A prototype autonomous shuttle will begin driverless navigation of a 2km route around the Greenwich Peninsula in London, UK, today. Using advanced sensors and state-of-the-art autonomy software to detect and avoid obstacles, the shuttle will be carrying members of the public as part of a research study contributing to the GATEway Project (Greenwich Automated Transport Environment).
The GATEway Project, led by the Transport Research Laboratory (TRL) and funded by government industry, is aiming to demonstrate the viability of automated vehicles for “last mile” mobility. Rather than more traditional automation, which tends towards robotising existing transport, the project looks instead to enable new forms of mobility in urban environments using automation.
“Last mile” mobility, as related to the project’s automation specifically, is focused on connecting existing transport hubs with residential and commercial areas using a zero-emission, low-noise transport system. It is hoped that the shuttle trial will enable the researchers to judge public acceptance of, and attitudes towards, driverless vehicles.
“This research is another milestone in the UK’s journey towards driverless vehicles and a vital step towards delivering safer, cleaner and more effective transport in our cities,” summarised Professor Nick Reed, academy director at TRL commented.

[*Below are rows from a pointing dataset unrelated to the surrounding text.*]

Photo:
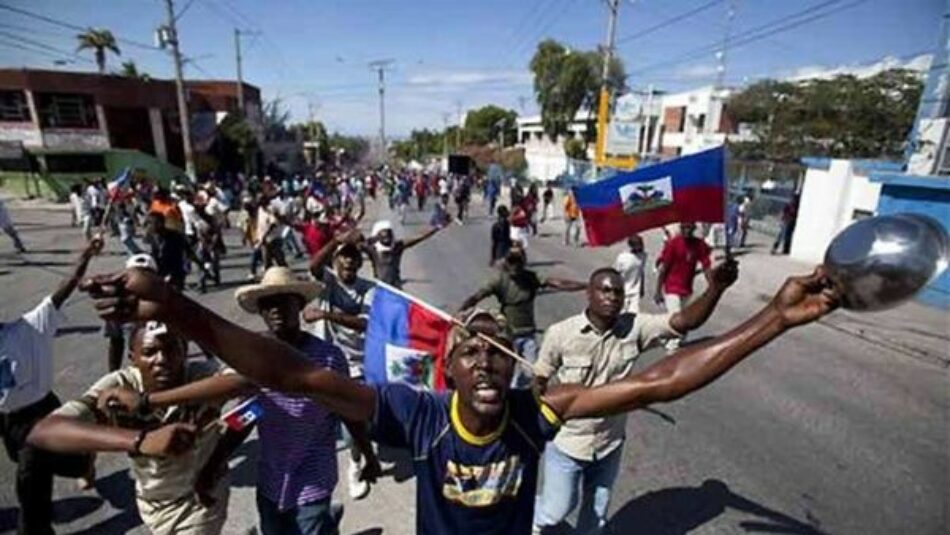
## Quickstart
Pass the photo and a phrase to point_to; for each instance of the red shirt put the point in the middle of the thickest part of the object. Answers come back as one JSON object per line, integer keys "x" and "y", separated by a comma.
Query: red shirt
{"x": 680, "y": 256}
{"x": 314, "y": 236}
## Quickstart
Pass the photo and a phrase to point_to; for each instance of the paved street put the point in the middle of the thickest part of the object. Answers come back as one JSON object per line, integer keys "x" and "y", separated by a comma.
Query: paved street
{"x": 840, "y": 427}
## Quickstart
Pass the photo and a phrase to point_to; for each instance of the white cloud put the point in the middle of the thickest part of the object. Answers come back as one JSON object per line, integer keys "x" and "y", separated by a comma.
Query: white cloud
{"x": 470, "y": 78}
{"x": 696, "y": 72}
{"x": 810, "y": 72}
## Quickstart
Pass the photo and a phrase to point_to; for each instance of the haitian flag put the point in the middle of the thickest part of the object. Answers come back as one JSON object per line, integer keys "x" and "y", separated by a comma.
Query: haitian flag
{"x": 245, "y": 414}
{"x": 691, "y": 188}
{"x": 405, "y": 341}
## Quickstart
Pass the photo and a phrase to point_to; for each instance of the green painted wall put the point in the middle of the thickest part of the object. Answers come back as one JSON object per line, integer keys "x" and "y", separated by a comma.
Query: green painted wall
{"x": 56, "y": 186}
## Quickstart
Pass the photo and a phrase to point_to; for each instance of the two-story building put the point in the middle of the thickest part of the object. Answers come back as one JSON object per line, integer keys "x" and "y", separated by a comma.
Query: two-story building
{"x": 57, "y": 112}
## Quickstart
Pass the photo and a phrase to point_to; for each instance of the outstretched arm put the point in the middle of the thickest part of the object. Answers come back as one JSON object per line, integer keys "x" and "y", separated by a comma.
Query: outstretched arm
{"x": 218, "y": 388}
{"x": 696, "y": 313}
{"x": 564, "y": 285}
{"x": 801, "y": 300}
{"x": 138, "y": 295}
{"x": 64, "y": 434}
{"x": 68, "y": 285}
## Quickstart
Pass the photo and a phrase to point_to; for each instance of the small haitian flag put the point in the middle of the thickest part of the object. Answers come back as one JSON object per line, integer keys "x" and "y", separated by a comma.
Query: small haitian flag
{"x": 691, "y": 188}
{"x": 405, "y": 341}
{"x": 244, "y": 415}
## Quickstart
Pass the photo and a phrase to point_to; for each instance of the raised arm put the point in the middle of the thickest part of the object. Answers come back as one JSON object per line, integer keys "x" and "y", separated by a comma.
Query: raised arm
{"x": 696, "y": 313}
{"x": 137, "y": 295}
{"x": 68, "y": 285}
{"x": 800, "y": 300}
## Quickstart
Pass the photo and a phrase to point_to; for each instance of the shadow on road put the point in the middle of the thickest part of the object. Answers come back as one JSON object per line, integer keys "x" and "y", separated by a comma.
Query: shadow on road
{"x": 64, "y": 511}
{"x": 680, "y": 510}
{"x": 119, "y": 490}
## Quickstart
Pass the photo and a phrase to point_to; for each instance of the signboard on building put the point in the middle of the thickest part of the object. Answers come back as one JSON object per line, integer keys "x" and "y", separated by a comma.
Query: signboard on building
{"x": 623, "y": 131}
{"x": 11, "y": 150}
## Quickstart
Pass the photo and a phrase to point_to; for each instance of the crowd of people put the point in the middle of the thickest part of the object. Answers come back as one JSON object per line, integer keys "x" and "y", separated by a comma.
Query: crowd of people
{"x": 476, "y": 448}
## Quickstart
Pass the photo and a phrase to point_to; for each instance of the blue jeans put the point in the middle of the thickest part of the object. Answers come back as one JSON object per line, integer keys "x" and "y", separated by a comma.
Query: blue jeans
{"x": 314, "y": 518}
{"x": 527, "y": 347}
{"x": 560, "y": 492}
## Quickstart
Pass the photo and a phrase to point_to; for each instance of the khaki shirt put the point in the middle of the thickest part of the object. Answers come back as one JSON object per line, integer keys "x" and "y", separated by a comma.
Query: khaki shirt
{"x": 574, "y": 352}
{"x": 164, "y": 486}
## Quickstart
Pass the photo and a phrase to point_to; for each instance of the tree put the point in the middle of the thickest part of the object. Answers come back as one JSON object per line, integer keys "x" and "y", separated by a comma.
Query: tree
{"x": 482, "y": 126}
{"x": 566, "y": 81}
{"x": 274, "y": 118}
{"x": 844, "y": 117}
{"x": 100, "y": 41}
{"x": 131, "y": 70}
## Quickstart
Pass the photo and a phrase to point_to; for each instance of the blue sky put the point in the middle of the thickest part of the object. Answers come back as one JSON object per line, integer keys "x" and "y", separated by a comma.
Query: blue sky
{"x": 313, "y": 54}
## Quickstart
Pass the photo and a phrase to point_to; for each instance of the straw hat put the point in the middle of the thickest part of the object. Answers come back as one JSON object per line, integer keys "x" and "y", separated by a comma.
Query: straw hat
{"x": 277, "y": 280}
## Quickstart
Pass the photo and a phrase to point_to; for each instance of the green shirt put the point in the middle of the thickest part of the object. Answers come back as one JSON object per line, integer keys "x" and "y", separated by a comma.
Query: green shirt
{"x": 516, "y": 293}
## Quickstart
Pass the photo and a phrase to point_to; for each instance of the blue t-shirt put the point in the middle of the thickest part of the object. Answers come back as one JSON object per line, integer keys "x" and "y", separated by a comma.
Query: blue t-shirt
{"x": 466, "y": 483}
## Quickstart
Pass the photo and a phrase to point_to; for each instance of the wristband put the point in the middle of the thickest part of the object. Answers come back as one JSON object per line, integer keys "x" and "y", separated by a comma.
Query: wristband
{"x": 137, "y": 445}
{"x": 145, "y": 407}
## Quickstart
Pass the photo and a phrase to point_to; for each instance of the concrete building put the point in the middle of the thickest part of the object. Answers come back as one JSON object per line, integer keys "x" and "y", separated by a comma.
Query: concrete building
{"x": 693, "y": 121}
{"x": 56, "y": 111}
{"x": 546, "y": 157}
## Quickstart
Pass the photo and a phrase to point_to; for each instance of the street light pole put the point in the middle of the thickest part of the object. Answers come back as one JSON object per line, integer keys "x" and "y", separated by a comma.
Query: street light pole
{"x": 380, "y": 67}
{"x": 183, "y": 115}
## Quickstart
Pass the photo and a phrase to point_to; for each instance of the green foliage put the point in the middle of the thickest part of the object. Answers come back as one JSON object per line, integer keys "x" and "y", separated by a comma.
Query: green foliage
{"x": 483, "y": 125}
{"x": 421, "y": 143}
{"x": 354, "y": 148}
{"x": 566, "y": 81}
{"x": 131, "y": 70}
{"x": 844, "y": 117}
{"x": 575, "y": 148}
{"x": 100, "y": 41}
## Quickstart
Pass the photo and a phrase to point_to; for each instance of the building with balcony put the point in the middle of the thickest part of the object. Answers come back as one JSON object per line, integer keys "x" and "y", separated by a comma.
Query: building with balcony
{"x": 59, "y": 113}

“It is critical that the public are fully involved as these technologies become a reality. The GATEway Project is enabling us to discover how potential users of automated vehicles respond to them so that the anticipated benefits to mobility can be maximised. We see automated vehicles as a practical solution to delivering safe, clean, accessible and affordable last-mile mobility.”
Focusing on the aspect of public perception, participants will be involved before and after the shuttle ride. Residents and visitors to the Peninsula will also be invited to leave feedback via an interactive map. Beyond a test of the technology itself, significant in enabling the UK as a leader in automated technology, the research aims to provide sociological insight into one of the biggest changes in mobility in recent history.

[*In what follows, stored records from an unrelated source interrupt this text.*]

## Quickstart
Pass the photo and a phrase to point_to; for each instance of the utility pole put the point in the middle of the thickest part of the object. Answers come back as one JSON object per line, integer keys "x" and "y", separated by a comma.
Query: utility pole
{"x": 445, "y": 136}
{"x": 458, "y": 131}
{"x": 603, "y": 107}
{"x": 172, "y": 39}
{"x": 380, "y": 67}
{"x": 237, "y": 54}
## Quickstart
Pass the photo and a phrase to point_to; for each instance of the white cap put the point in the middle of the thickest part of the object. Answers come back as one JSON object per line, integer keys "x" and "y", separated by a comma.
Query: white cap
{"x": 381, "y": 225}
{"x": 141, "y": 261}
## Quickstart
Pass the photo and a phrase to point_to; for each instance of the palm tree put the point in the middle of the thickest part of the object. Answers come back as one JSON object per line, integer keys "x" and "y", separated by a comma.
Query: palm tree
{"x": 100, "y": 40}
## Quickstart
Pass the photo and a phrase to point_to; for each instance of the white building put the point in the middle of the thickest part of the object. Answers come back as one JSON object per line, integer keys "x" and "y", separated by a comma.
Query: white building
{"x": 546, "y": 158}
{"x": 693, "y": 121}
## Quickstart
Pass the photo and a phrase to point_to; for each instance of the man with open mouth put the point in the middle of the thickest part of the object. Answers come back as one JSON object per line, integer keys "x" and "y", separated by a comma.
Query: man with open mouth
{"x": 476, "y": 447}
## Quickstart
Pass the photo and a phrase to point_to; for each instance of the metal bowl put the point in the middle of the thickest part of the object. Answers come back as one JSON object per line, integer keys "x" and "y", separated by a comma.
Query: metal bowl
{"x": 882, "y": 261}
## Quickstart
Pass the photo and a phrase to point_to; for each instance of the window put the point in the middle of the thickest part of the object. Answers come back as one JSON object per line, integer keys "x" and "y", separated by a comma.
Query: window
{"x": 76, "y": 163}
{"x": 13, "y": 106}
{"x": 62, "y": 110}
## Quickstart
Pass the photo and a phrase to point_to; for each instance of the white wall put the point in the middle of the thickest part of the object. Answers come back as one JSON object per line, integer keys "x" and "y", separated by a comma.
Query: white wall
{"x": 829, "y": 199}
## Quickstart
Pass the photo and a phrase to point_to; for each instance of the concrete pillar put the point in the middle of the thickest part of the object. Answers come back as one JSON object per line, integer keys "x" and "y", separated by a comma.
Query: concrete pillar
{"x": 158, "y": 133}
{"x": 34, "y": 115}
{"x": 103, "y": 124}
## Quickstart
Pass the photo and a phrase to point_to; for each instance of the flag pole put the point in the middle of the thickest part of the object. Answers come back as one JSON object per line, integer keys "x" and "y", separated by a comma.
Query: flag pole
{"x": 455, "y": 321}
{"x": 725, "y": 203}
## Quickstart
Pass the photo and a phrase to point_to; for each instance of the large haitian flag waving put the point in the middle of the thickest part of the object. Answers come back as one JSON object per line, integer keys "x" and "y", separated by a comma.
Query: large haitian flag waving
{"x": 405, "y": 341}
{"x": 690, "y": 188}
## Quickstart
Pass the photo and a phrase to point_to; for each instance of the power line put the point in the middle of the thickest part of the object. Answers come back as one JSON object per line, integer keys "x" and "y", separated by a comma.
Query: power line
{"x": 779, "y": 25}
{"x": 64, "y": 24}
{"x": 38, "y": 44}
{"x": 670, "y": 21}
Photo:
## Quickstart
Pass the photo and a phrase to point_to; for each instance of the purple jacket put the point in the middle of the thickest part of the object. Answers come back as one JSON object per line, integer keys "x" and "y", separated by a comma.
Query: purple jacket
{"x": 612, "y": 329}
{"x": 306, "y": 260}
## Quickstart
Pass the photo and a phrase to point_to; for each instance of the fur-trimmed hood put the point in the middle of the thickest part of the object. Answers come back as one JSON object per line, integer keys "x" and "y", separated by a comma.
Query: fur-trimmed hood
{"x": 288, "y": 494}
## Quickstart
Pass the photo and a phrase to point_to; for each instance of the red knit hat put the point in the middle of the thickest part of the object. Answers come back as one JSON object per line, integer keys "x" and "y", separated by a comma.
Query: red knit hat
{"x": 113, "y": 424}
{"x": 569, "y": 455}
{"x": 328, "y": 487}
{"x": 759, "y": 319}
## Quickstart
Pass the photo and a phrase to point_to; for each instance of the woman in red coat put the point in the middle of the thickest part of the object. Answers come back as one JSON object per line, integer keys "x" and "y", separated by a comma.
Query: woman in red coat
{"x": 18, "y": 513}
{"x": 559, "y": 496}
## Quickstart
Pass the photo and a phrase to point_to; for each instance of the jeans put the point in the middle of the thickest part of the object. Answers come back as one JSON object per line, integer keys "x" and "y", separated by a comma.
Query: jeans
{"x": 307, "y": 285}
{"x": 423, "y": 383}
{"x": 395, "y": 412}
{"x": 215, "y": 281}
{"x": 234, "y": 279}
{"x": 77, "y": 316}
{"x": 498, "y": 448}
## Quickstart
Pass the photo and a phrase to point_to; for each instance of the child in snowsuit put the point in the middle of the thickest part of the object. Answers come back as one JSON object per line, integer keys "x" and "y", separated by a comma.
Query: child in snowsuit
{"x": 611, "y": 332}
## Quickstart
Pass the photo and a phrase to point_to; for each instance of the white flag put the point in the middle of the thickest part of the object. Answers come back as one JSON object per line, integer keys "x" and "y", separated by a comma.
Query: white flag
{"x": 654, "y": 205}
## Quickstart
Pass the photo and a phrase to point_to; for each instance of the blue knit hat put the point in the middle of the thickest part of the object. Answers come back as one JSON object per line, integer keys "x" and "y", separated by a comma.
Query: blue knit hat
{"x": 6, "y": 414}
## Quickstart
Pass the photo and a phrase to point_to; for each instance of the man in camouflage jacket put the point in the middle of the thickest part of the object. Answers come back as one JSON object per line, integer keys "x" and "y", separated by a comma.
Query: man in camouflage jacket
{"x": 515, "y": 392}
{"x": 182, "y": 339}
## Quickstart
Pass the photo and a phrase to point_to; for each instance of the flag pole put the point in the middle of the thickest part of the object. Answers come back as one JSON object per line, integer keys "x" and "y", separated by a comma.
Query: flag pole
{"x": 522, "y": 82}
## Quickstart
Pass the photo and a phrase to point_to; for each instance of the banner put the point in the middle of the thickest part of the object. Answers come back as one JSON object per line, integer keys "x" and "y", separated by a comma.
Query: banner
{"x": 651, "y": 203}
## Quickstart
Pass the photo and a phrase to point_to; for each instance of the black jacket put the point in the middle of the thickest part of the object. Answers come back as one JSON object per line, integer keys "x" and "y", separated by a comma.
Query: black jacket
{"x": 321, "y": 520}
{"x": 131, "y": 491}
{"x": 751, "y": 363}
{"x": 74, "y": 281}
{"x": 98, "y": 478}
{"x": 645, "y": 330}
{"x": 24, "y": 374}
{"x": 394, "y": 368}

The shuttle itself uses a state-of-the-art autonomy software system called Selenium, which enables real time, robust navigation, planning, and perception in dynamic environments. Selenium is described as “a vehicle-agnostic, sensor-agnostic autonomy solution”, meaning that it is designed for use across a wide range of vehicles, making use of onboard sensors to locate itself in its map, perceive and track dynamic obstacles around it, and plan a safe obstacle-free trajectory to the goal.
Operating without any reliance on GPS, the shuttle uses high data-rate 3D laser range finders for obstacle detection and tracking, and an additional safety curtain is used in order to maximise safety. A safety steward will be on-board at all times in compliance with automated vehicle testing practices.
The shuttle trial is one of a number of GATEway Project studies currently taking part to assess public reaction to automated vehicles in the UK.